Kusama wants to do more than perform a stunt for us. She wants to do more than convince us of her technical mastery. She wants first and foremost to convince us of the importance of dots for understanding the nature of being. She says, “Dots are symbols of the world, the cosmos. The Earth is a dot, the moon, sun, the stars are all made up of dots. You and me, we are dots.” Dots represent for her a primal form of being. She wants to express her understanding of ontology through them and have us experience it.
In addition to her visual art, Kusama writes poetry. Her poetry reveals an experience of emptiness, a wish for happiness, and a longing for love. In her writing, she speaks of the deeply personal while reaching out for the cosmic. In her artwork, she uses the most primal of shapes to express the most primal of human experience. She moves beyond abstraction into the realm of love and relatedness. Kusama provides an experience through her artwork that takes on the form of an embodied philosophy.
When thinking about Yayoi Kusama, I can’t help but think of the French philosopher Gaston Bachelard. In his book The Poetics of Space from 1958, he walks through the many different ways in which human beings experience space, being, and form. When he comes to the circle, he directs our attention to Karl Jasper’s statement, “Every being seems in itself round.” Bachelard argues that Jasper’s formula can be reduced to an even purer form, “being is round.” Bachelard goes even further and connects the personal with the cosmic by saying, “The world is round around the round being.”
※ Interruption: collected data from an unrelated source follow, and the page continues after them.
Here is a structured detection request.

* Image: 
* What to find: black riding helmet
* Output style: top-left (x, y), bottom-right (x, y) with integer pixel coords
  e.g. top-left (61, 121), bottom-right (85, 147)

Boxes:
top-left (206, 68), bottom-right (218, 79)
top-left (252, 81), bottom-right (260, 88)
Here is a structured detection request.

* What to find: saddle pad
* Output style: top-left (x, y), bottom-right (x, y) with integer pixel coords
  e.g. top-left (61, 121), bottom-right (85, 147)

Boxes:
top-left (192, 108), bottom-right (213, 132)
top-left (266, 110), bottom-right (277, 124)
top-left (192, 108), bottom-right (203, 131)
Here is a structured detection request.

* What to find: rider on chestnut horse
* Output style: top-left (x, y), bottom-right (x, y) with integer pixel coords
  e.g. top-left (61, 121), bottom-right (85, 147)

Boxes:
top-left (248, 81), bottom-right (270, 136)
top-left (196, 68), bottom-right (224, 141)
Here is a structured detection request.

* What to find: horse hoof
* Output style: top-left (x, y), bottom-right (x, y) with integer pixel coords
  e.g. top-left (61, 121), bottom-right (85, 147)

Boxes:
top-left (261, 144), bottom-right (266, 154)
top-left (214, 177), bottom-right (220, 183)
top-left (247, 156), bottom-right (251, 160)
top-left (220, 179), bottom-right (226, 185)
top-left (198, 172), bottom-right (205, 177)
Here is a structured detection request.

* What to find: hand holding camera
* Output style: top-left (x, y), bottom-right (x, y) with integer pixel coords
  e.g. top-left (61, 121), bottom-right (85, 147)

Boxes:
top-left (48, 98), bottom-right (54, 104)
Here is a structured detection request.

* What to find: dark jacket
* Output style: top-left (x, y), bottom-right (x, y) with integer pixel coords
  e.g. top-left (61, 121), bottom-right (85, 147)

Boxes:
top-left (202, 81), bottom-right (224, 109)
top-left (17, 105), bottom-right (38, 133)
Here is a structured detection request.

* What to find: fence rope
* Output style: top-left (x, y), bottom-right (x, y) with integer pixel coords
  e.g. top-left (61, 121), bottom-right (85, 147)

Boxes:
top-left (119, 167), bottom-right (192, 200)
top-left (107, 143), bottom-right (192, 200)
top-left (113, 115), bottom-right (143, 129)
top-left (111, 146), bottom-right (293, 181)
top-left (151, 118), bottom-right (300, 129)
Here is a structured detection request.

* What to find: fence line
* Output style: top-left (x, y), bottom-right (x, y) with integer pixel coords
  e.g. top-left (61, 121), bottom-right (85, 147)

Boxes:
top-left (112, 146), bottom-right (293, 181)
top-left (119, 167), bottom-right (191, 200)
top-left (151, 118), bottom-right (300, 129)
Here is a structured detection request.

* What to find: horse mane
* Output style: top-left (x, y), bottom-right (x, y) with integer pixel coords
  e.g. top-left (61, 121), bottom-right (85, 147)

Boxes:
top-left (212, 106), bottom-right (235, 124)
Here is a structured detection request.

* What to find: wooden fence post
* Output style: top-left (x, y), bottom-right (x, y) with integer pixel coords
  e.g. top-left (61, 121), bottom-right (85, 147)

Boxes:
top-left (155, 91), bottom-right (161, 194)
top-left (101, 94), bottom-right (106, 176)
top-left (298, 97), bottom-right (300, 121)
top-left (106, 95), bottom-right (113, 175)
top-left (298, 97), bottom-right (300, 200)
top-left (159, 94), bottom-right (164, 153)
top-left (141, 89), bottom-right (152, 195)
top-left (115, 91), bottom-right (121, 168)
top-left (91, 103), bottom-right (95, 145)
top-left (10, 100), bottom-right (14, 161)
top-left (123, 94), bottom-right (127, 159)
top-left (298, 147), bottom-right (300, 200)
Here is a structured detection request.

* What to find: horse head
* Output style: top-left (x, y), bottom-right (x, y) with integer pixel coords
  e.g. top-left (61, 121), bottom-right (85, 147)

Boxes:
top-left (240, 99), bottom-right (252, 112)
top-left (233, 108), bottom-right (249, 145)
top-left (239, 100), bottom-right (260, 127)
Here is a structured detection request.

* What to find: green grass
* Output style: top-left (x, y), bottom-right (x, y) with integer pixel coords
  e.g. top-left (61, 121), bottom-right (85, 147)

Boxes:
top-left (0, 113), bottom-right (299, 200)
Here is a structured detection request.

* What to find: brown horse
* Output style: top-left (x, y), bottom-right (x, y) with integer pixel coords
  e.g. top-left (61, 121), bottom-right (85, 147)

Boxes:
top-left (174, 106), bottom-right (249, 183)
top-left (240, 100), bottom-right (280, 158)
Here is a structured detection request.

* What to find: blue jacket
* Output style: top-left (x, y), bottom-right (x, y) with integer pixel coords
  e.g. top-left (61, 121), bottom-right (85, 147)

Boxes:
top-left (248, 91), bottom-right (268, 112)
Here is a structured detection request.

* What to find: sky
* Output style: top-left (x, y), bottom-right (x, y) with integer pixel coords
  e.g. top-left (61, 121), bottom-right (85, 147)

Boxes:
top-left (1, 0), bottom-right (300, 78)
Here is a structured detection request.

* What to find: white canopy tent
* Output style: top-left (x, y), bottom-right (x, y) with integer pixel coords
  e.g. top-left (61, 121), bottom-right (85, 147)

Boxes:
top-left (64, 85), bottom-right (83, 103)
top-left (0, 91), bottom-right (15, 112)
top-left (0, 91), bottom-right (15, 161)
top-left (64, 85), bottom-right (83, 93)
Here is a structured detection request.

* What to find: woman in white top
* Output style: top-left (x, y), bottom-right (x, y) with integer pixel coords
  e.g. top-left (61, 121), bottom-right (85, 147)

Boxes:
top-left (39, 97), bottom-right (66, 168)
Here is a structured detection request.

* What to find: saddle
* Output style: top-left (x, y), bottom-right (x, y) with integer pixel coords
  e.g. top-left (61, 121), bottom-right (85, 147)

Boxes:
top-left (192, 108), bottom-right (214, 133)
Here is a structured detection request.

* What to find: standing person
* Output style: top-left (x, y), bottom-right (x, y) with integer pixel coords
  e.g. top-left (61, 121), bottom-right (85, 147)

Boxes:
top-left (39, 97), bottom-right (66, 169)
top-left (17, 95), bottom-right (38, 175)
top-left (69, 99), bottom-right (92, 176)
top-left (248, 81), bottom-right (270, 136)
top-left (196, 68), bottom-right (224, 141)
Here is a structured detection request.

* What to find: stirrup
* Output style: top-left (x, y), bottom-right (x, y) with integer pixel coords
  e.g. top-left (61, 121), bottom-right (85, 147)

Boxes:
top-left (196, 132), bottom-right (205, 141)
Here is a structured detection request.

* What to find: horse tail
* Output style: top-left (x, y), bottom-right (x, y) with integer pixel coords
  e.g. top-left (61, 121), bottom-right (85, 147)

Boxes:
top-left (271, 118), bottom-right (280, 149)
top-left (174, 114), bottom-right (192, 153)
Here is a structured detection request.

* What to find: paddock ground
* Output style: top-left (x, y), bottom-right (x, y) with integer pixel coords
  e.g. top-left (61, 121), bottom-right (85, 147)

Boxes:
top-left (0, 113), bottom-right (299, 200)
And while Bachelard invites us to understand the roundness of being through his book of philosophy, Kusama invites to experience it through her infinity room. To walk into her infinity room is to walk into the poetics of her space where she says, “Let there be eternal harmony among all in the circles and cycles of living / Peace and endless love for all.” And that is truly the roundness of being.